Очень самонадеянно оказалось считать, что я опустилась на самое дно. Потому что — вот ведь незадача! — пол под ногами внезапно разъехался и меня снова вышвырнуло в состояние свободного падения, ещё и ещё ниже.
Возможно, я действительно начала оседать куда-то вниз, стоило лишь на мгновение прикрыть потяжелевшие веки. Когда у меня получилось снова сфокусировать плывущий взгляд на нахмуренном (с той самой маленькой морщинкой между бровей, совсем как в моих фантазиях) лице Максима, он уже крепко держал меня за плечи и пару раз встряхнул, то ли не давая потерять сознание, то ли требуя ответа.
— Макс, здесь Ника, — шепнул ему на ухо откуда-то неожиданно появившийся Слава. Хотя, стой он всё это время вплотную к нам, я бы тоже вряд ли заметила.
— Да похуй, — злобно выплюнул Иванов, кажется, совершенно не успев осознать, что именно ему сказали. Он резко вырвал из моих рук стакан, покрутил им перед собой, разглядывая остатки жидкости светло-янтарного цвета, а потом, бросив на меня ещё один убивающе-яростный взгляд, допил всё залпом, даже не поморщившись. — Вроде чисто, — кивнул он застывшему в напряжении Славе, тут же облегчённо выдохнувшему.
— Полина, где Наташа? — нежным и наигранно ласковым голосом, каким обычно разговаривают с маленькими капризными детьми, спросил Чанухин, попытавшись легонько отодвинуть своего друга, мёртвой хваткой снова впившегося в мои плечи и сжимавшего их почти до боли. Но Максим и не думал отходить, лишь смерив его предостерегающим взглядом.

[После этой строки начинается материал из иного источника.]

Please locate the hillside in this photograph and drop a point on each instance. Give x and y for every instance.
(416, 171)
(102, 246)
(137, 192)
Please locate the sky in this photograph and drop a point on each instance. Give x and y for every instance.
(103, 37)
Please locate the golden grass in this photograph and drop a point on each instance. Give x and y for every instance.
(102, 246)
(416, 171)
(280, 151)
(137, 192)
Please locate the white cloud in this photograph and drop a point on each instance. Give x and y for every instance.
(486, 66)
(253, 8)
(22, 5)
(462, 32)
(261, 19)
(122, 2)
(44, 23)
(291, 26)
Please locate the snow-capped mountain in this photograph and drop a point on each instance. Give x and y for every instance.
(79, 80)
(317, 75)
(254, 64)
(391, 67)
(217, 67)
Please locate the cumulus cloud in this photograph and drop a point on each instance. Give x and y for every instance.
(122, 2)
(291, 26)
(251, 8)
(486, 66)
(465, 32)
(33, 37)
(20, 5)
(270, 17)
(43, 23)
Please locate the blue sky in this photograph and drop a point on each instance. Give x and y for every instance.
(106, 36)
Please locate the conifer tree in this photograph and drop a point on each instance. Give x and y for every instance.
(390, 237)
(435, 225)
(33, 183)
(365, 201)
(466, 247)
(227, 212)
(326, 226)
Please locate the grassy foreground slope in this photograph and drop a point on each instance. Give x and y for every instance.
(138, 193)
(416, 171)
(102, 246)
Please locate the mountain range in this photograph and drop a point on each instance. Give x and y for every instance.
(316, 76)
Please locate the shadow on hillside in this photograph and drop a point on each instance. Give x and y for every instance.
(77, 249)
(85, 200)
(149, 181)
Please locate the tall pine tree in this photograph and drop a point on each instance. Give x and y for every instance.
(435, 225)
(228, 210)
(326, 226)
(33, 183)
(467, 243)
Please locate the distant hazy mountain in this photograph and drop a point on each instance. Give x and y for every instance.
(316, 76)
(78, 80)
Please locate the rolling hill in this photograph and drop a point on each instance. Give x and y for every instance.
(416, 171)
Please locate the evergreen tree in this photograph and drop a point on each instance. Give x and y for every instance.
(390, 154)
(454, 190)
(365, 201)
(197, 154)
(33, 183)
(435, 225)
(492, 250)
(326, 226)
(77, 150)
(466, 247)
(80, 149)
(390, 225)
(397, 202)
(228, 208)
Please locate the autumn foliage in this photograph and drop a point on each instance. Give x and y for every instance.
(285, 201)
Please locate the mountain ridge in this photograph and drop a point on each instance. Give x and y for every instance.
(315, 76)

— Они пропали куда-то. С Яном.
— Как давно? — Иванов снова еле ощутимо встряхнул мои плечи, и только тогда до меня начало в полной мере доходить, что это не пьяный бред, не сон и не иллюзия, и он на самом деле стоит здесь, взвинченный до предела и… испуганный?
— Когда мне звонила Рита. Сразу после, — мне пришлось проглотить плотный ком подступающей к горлу тошноты, чтобы выпалить это и с нарастающей в груди тревогой наблюдать, как Макс и Чанухин многозначительно переглянулись. — Что происходит?

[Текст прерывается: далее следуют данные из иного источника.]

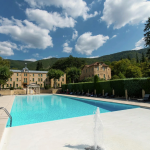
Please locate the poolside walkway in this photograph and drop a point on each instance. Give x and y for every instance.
(5, 101)
(122, 130)
(131, 102)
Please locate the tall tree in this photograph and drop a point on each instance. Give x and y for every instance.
(137, 58)
(143, 59)
(129, 57)
(74, 73)
(5, 73)
(37, 66)
(56, 74)
(147, 37)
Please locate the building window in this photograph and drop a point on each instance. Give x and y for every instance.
(104, 76)
(25, 80)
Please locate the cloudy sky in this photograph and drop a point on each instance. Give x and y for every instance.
(41, 29)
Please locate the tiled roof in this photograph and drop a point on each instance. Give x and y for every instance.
(30, 71)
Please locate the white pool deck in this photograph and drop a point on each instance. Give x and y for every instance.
(122, 130)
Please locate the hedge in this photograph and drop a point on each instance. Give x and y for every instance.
(134, 86)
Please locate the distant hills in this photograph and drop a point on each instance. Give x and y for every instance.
(19, 64)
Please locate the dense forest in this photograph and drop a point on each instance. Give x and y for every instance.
(17, 64)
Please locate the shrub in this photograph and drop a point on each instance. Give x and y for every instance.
(11, 88)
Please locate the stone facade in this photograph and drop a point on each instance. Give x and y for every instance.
(21, 78)
(100, 69)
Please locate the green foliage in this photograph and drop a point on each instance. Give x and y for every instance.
(13, 84)
(69, 62)
(147, 32)
(133, 72)
(47, 87)
(11, 88)
(5, 73)
(69, 80)
(143, 59)
(115, 77)
(121, 76)
(74, 73)
(88, 79)
(137, 58)
(96, 79)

— Уже поздно. Пусть звонит её матери, — сказал Иванов и, пока Слава печатал что-то в телефоне, снова обратил всё своё внимание на меня. И это вовсе не доставляло удовольствия, потому что даже сквозь пелену пугающей расслабленности в теле я чувствовала, что он готов был убить меня прямо здесь, задушить своими огромными сильными ладонями или перерезать глотку острым взглядом опасно потемневших глаз. Ещё пара секунд, и из меня точно хлынет кровь, и красная лужа под ногами будет расти и расти, пока моё бледное, иссохшее и полностью обескровленное тело не упадёт замертво.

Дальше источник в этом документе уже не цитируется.